Archiv | 08.04.2023 | Die Stiftung zur Förderung und Unterstützung technologieorientierter Unternehmungen Rapperswil (kurz: Stiftung FUTUR) hat am 27. März 2023 zwei Forschungsprojekte der OST - Ostschweizer Fachhochschule ausgezeichnet. Der Hauptpreis wurde für eine an der OST entwickelte, luftisolierte Stromleitung vergeben, die den künftigen Netzausbau unterirdisch ermöglichen kann. Mit dem Anerkennungspreis wurde ein neu entwickelter Katalysator ausgezeichnet, der sich selbst regenerieren kann und somit unter anderem die Wirtschaftlichkeit erneuerbarer Energieträger verbessern kann.

Bereits zum 19. Mal wurden die Innovationspreise der Stiftung FUTUR für Forschungsprojekte an der OST – Ostschweizer Fachhochschule vergeben. Seit 2004 zeichnet die Stiftung jedes Jahr ein bis zwei herausragende Projekte aus, die technisch einen enormen Innovationsschub für Industrie und Wirtschaft versprechen.


Bei der Preisverleihung honorierte Stiftungsratspräsident Dr. h.c. Thomas Schmidheiny die langfristige Forschungsausrichtung an der OST: «An Projekten wie den heute ausgezeichneten zeigt sich, dass in dieser Hochschule mehr als genug Leben ist, um zukunftsweisende, innovative Technologien entlang der aktuellen Bedürfnisse von Wirtschaft und Gesellschaft zu entwickeln». Erstaunlich finde er, dass durch die eng vernetzte Zusammenarbeit zwischen den Forschungsinstituten der OST und Unternehmens-Partnern immer wieder auch neue Innovationen in Technologiefeldern wie Hochspannung und Katalysatoren entstehen, die bereits seit Jahrzehnten erforscht werden.

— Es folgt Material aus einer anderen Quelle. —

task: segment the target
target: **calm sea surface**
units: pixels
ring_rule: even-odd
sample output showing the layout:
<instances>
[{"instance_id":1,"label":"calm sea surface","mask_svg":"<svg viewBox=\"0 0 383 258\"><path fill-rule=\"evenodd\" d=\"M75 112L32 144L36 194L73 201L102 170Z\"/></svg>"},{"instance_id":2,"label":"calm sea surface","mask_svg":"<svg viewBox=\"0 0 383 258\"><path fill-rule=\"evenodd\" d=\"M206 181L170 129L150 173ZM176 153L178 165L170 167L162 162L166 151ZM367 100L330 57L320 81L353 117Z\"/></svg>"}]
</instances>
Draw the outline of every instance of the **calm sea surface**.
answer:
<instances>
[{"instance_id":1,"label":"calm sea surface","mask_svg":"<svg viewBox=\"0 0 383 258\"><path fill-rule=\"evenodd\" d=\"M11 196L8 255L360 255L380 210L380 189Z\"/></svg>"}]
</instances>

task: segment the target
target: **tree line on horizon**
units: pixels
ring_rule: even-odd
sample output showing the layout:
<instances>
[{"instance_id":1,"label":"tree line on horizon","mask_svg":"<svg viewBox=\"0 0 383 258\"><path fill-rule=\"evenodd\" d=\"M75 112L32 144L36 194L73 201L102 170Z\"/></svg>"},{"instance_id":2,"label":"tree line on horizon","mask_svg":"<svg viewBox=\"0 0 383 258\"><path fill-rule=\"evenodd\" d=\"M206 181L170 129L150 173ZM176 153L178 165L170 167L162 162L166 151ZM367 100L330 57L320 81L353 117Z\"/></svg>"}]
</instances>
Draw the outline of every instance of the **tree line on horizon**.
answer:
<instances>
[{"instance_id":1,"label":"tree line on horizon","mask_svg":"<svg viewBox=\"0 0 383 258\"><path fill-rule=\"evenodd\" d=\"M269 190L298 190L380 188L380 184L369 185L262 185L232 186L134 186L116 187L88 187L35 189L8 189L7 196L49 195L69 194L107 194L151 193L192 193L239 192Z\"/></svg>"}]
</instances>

Für dieses Jahr wurden insgesamt elf Forschungsprojekte an die Jury eingereicht. Durchsetzen konnten sich die folgenden beiden:

 

Hauptpreis; CHF 10‘000; «Hivoduct»
- luftisolierte Hochspannung für den Netzausbau der Zukunft


Ein Team des IET Institut für Energietechnik der OST um Prof. Dr. Michael Schueller hat eine luftisolierte Stromleitung entwickelt, die die Vorteile von Kabeln und Hochspannungs-Freileitungen kombiniert – sie kann unterirdisch verlegt werden und bietet genug Strom-Übertragungskapazität für künftige Netzausbau-Schritte. «Wir konnten damit eine verlustarme, unsichtbar verlegbare und einfach installierbare Lösung für den dringend nötigen Ausbau von Stromnetzen und für energieintensive Industrien entwickeln», so Schueller.


Für den viel diskutierten Umbau unseres elektrischen Energiesystems sind zukünftig mehr denn je starke elektrische Netze nötig. Ohne neue starke Netzverbindungen mit hoher Übertragungsleistung sind die gesetzten Ziele technisch nicht zu erreichen.


Der Netzausbau ist laut Schueller jedoch kein technisches, sondern ein gesellschaftliches Problem. Neue Leitungen stossen meist auf grossen Widerstand vor allem wenn es sich um eine Freileitung handelt. Alles an nötigem Ausbau «unsichtbar» unter Grund mit Kabeln zu realisieren damit der gesellschaftliche Widerstand kleiner ist, ist technisch keine gute Lösung da die Übertragungskapazität von Kabelsystemen in Vergleich zu Freileitungen vergleichsweise klein ist.


Das erfolgreiche Projekt setzt auf das Prinzip einer gasisolierten Leitung (GIL). Diese Technologie verbindet die Vorteile von Kabel- und Freileitungen, kann also unterirdisch verlegt werden und hat eine ausreichend grosse Übertragungskapazität. GIL kamen aufgrund des bis jetzt verwendeten Isoliergases SF6 nicht zum Einsatz, da SF6 ein etwa 23000 Mal stärkeres Treibhausgas ist als CO2.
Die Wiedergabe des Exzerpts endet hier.